- Born: February 16, 1837 Rockingham County, New Hampshire
- Died: May 9, 1900 (aged 63) North Carolina
- Place of burial: Oakwood Cemetery, Hickory, North Carolina
- Allegiance: United States of America
- Branch: United States Army
- Service years: 1861–1866
- Rank: Major Brevet Colonel
- Unit: 2nd Regiment Minnesota Volunteer Infantry
- Conflicts: American Civil War Battle of Chickamauga;
- Awards: Medal of Honor
- Education: Harvard College (1859)
- Other work: lawyer, judge, politician

= Clinton A. Cilley =

American judge

Clinton Albert Cilley (February 16, 1837 – May 9, 1900) was a North Carolina lawyer and judge, and a recipient of the Medal of Honor for his actions as an officer in the Union Army at the Battle of Chickamauga in the American Civil War.

==Biography==
Cilley joined the 2nd Minnesota Infantry as a sergeant in June 1861, and was commissioned as a second lieutenant six months later. He mustered out in September 1866 with the rank of major and a brevet (honorary promotion) to the rank of colonel.

Cilley moved to western North Carolina at the end of the Civil War and became regional administrator for the Freedmens Bureau. Although he was essentially a carpetbagger, Cilley became very popular as a lawyer in Lenoir, North Carolina, where he was elected one of the town's first mayors. He married Emma Harper, daughter of Congressman James C. Harper.

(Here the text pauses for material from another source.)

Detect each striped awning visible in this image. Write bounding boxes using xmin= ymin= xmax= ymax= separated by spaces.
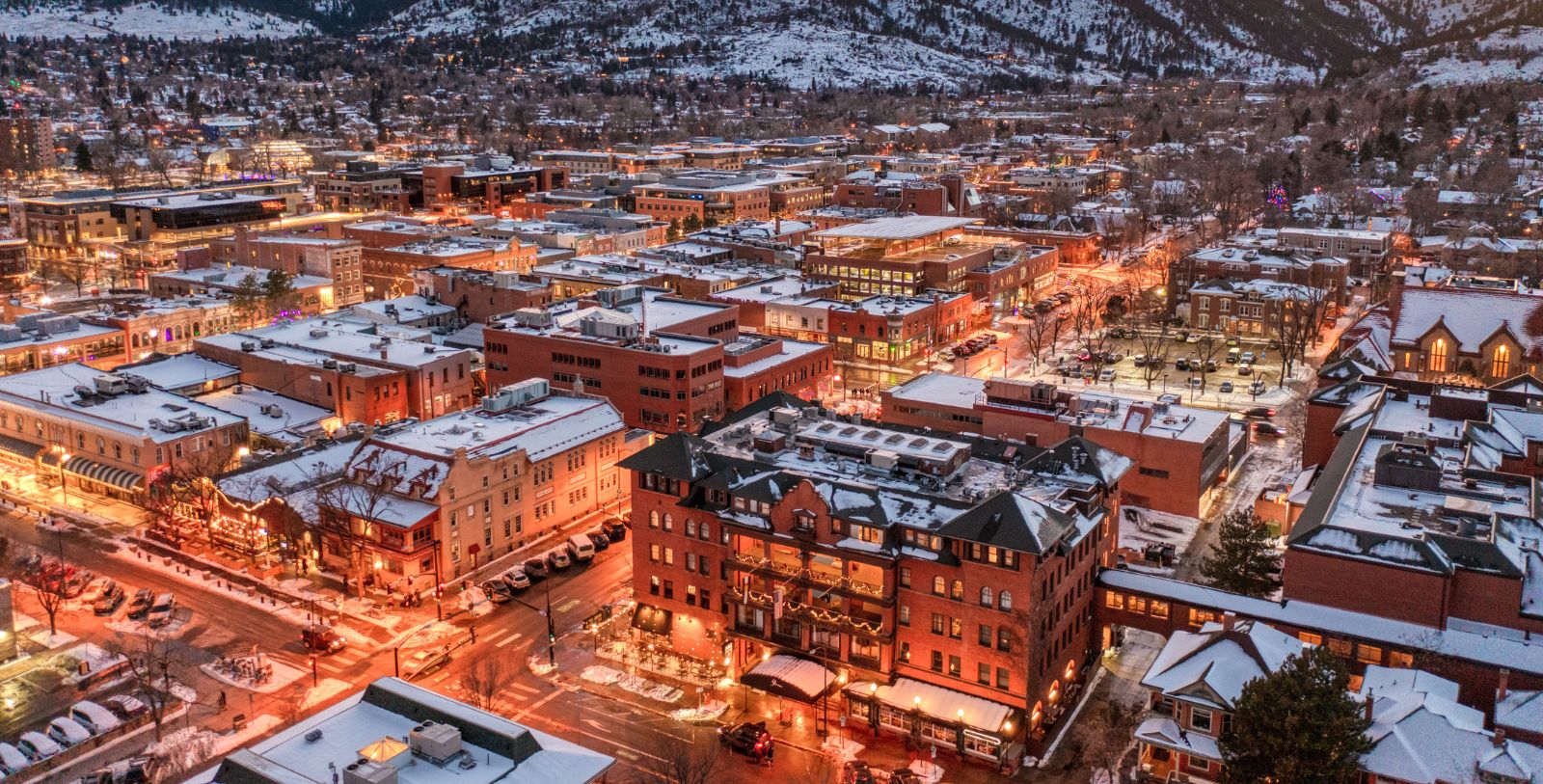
xmin=0 ymin=435 xmax=43 ymax=460
xmin=65 ymin=457 xmax=141 ymax=489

In 1890, he joined the New Hampshire Society of the Sons of the American Revolution. He was assigned national membership number 7521 and state society number 21.

He died May 9, 1900, and is buried in Oakwood Cemetery in Hickory, North Carolina. His grave can be found in Section 2-E, Row 2.

==Honors==
The Catawba County Museum of History contains the Clinton Cilley Collection of Civil War artifacts.

==Medal of Honor citation==
Rank and organization: Captain, Company C, 2d Minnesota Infantry. Place and date: At Chickamauga, Ga., September 20, 1863. Entered service at: Wasioja, Minn. Birth: Rockingham County, N.H. Date of issue: June 12, 1895.

Citation:
Seized the colors of a retreating regiment and led it into the thick of the attack.